Though Barnes loved art as a child, Jim Crow laws prevented him from entering museums in his native North Carolina. Instead, he devoured the Western canon in books, and subsequently studied art at university. After a short but successful period as a professional footballer, he mounted his sell-out debut exhibition in 1966. While living in the Fairfax District of Los Angeles during the early 1970s, Barnes was struck by the well-documented rituals and customs of his predominantly Jewish neighbours, and realised that he and his own communities ‘were clueless that our own culture had value’ (E. Barnes, ibid.). Rendered in his distinctive Neo-Mannerist style, his paintings of dance halls, pool halls and other places beloved by his friends and family quickly became cultural icons, touring American museums as part of his landmark exhibition Beauty of the Ghetto between 1972 and 1979. His 1971 painting The Sugar Shack, notably, featured on the cover of Marvin Gaye’s album I Want You; elsewhere, musicians including The Crusaders and B. B. King—whose name also appears in the present painting—would include his artwork on their records.

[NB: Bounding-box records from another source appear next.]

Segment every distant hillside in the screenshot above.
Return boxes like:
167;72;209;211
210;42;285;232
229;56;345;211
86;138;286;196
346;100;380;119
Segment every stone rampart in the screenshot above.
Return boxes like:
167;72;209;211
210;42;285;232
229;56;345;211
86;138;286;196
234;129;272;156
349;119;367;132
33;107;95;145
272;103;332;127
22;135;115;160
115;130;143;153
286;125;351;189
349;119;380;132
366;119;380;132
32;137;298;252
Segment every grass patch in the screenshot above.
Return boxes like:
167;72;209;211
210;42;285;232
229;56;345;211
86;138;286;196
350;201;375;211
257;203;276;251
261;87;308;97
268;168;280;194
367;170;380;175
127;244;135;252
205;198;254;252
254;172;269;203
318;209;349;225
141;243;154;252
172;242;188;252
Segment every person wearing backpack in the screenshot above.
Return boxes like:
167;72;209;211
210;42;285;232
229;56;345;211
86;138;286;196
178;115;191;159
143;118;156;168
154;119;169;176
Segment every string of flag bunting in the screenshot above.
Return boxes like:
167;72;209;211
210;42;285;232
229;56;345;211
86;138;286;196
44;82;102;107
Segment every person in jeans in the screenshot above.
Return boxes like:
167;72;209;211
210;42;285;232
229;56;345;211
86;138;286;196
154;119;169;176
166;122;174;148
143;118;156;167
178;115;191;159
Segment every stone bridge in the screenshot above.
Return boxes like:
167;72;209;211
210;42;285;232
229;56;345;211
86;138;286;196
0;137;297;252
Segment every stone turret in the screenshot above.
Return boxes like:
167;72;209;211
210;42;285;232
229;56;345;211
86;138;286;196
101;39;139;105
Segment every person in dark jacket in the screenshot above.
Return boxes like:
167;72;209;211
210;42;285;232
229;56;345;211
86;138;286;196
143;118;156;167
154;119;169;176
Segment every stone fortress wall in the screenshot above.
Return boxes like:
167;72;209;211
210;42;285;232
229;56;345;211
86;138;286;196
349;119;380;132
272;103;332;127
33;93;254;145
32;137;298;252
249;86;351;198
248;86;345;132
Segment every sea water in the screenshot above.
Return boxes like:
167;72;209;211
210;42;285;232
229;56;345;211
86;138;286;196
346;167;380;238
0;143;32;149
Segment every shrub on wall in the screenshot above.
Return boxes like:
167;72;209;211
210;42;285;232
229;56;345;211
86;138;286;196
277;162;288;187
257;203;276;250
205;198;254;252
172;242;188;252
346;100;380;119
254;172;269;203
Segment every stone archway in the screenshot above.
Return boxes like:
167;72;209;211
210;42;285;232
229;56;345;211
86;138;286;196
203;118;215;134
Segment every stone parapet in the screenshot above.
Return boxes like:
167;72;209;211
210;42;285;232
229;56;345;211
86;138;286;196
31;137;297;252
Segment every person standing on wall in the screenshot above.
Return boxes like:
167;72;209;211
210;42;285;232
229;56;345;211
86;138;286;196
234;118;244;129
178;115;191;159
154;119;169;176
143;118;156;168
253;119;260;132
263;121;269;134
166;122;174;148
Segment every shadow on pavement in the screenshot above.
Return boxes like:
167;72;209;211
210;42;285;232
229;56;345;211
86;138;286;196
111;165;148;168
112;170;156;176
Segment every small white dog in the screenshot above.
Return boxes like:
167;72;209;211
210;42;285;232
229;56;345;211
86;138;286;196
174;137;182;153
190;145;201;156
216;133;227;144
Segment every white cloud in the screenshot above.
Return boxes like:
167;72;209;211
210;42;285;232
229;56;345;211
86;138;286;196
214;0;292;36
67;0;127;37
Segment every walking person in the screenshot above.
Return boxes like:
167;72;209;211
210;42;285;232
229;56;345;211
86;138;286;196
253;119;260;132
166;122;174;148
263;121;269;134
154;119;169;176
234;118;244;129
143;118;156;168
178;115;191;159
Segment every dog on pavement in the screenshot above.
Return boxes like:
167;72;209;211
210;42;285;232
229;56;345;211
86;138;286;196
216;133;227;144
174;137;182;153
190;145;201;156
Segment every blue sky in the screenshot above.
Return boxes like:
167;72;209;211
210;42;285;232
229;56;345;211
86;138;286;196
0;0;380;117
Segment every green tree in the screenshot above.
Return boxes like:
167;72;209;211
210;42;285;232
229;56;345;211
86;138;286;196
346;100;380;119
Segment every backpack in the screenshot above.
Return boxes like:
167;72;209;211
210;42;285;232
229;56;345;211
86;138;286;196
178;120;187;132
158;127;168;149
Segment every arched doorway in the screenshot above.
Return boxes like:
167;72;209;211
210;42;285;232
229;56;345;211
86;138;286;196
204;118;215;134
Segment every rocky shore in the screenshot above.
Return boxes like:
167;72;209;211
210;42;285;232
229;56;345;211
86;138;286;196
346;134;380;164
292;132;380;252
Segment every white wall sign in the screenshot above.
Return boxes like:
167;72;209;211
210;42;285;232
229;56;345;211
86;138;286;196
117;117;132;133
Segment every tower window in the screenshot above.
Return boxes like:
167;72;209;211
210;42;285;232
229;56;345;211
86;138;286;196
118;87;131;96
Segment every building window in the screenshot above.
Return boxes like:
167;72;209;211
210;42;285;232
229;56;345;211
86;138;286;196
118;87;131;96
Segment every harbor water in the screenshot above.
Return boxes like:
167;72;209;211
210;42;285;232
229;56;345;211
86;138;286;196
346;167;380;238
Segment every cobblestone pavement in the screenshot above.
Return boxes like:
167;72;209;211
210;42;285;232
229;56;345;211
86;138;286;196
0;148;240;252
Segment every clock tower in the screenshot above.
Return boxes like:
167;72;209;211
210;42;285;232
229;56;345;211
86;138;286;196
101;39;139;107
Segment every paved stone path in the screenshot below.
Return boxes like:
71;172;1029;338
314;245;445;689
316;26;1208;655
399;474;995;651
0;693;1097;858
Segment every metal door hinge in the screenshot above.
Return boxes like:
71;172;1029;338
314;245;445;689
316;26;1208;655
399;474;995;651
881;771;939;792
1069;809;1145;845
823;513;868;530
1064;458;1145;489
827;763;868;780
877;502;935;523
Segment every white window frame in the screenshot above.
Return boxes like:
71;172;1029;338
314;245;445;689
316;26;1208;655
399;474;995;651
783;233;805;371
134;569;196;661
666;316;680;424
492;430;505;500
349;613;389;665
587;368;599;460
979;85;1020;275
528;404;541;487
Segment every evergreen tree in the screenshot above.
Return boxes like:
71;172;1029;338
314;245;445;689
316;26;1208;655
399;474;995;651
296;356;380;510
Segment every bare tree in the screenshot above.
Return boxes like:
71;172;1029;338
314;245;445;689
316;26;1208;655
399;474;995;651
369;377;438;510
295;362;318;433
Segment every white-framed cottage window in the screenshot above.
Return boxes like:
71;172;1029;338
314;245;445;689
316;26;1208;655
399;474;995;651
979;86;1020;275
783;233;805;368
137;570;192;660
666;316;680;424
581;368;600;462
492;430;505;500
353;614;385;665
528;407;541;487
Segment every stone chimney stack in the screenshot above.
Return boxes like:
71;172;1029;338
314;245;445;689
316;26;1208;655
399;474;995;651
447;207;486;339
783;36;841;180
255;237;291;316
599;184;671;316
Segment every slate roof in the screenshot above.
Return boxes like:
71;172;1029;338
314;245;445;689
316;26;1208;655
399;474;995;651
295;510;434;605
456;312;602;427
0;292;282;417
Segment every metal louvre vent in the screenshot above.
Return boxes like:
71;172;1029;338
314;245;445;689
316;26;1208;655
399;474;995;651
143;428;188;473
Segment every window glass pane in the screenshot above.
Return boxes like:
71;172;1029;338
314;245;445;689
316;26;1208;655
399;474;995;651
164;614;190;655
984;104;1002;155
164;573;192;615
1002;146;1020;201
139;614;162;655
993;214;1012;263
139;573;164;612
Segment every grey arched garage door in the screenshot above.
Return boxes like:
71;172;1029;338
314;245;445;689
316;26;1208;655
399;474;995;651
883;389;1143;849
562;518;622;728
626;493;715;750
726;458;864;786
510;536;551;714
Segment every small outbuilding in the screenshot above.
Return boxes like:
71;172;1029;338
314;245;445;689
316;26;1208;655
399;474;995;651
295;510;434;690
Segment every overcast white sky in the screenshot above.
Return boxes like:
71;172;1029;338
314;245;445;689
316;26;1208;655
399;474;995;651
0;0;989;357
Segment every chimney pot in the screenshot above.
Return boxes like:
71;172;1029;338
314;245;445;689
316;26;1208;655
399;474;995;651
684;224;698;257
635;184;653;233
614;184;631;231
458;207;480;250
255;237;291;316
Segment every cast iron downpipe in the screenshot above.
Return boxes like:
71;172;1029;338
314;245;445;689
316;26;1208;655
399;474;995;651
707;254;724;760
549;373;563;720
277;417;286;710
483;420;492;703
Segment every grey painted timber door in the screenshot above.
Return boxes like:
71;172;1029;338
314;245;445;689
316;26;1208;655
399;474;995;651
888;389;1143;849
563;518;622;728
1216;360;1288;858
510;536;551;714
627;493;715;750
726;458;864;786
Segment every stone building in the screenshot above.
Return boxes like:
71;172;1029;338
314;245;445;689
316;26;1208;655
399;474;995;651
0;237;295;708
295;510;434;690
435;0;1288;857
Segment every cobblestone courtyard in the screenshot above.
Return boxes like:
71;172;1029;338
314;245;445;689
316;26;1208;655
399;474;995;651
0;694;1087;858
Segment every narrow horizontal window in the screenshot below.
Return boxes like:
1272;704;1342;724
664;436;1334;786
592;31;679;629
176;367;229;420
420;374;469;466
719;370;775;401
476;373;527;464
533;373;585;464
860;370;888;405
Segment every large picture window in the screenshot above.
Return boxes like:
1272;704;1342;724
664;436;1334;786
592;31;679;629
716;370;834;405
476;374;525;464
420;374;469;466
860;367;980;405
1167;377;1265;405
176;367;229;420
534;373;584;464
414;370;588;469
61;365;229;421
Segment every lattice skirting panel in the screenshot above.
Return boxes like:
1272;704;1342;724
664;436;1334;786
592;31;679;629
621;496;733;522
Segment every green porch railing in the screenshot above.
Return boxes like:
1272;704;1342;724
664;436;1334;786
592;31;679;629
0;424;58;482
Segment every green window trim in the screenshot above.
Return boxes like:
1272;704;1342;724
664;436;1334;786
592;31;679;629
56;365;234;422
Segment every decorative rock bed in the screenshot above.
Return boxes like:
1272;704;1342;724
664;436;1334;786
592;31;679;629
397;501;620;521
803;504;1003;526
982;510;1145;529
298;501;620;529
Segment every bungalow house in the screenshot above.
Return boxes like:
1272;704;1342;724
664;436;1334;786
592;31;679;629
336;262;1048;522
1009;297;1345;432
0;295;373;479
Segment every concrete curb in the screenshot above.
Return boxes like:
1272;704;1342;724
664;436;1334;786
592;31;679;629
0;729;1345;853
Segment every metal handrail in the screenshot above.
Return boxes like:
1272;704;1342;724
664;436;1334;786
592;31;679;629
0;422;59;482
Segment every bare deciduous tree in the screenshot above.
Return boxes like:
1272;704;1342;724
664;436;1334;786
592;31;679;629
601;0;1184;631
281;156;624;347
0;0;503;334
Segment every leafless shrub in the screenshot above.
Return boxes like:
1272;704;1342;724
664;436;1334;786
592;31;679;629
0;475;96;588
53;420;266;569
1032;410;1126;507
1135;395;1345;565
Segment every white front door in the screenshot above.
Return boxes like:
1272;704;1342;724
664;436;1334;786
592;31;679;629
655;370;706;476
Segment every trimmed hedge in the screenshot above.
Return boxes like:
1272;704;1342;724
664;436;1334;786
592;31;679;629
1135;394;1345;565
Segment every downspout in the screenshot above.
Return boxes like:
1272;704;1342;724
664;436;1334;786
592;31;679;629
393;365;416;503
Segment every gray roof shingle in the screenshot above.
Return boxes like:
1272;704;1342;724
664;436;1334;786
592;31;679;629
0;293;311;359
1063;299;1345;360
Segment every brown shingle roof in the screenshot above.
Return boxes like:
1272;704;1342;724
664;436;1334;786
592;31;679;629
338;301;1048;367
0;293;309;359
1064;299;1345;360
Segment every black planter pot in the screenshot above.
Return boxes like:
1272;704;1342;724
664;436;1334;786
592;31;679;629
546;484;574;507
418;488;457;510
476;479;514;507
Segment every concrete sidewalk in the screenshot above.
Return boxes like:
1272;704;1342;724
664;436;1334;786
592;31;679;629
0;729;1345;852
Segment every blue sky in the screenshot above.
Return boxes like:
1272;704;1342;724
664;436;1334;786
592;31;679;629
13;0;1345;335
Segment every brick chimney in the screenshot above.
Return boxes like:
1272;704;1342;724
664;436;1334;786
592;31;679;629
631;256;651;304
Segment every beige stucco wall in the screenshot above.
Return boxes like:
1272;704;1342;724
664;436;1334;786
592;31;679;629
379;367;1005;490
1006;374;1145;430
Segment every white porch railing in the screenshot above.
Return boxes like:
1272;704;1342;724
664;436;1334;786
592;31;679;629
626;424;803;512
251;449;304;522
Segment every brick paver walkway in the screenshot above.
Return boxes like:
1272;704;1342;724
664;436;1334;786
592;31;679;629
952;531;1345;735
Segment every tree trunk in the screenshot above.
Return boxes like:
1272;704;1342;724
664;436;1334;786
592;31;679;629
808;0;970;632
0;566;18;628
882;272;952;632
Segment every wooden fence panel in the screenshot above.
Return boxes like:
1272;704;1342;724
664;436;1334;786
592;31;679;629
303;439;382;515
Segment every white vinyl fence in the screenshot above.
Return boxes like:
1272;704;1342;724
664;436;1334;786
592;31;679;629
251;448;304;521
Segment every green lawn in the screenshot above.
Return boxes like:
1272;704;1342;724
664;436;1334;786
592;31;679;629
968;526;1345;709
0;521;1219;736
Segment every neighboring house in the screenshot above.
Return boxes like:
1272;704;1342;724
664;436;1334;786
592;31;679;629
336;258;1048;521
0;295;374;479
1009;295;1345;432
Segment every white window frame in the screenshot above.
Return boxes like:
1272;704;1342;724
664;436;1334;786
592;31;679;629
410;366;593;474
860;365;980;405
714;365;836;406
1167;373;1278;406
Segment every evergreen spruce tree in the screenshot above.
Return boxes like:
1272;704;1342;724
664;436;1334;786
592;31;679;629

Sports fascinated Barnes as a subject: in 1984, he became the official artist of the Olympic Games in Los Angeles. In the present painting, the artist pays minute attention to the physical posturing and micro-interactions of his protagonists: those gathered around the pool table are frozen in a state of amicable suspense, while the card players sit with hunched shoulders and poker faces, haunted by echoes of Bruegel, Caravaggio, Van Gogh and Cézanne. At the same time, however, Barnes’ painting is underpinned by a deeper layer of social commentary. For all its activity, close inspection of the scene reveals figures hidden in the shadows or lingering alone in corners: a man sits with hooded eyes behind the open bathroom door, while another—wounded on crutches—stands with his back to the viewer upon the balcony. Even those seemingly involved in the games, we realise, border on anonymity, their expressions obscured by smoke, hats and other devices. These communities, Barnes reminds us, were long invisible: while a sense of convivial leisure pervades the tableau, spectres of isolation and exclusion are never far away. In the dim halls of the pool club, untold narratives quietly step into the light.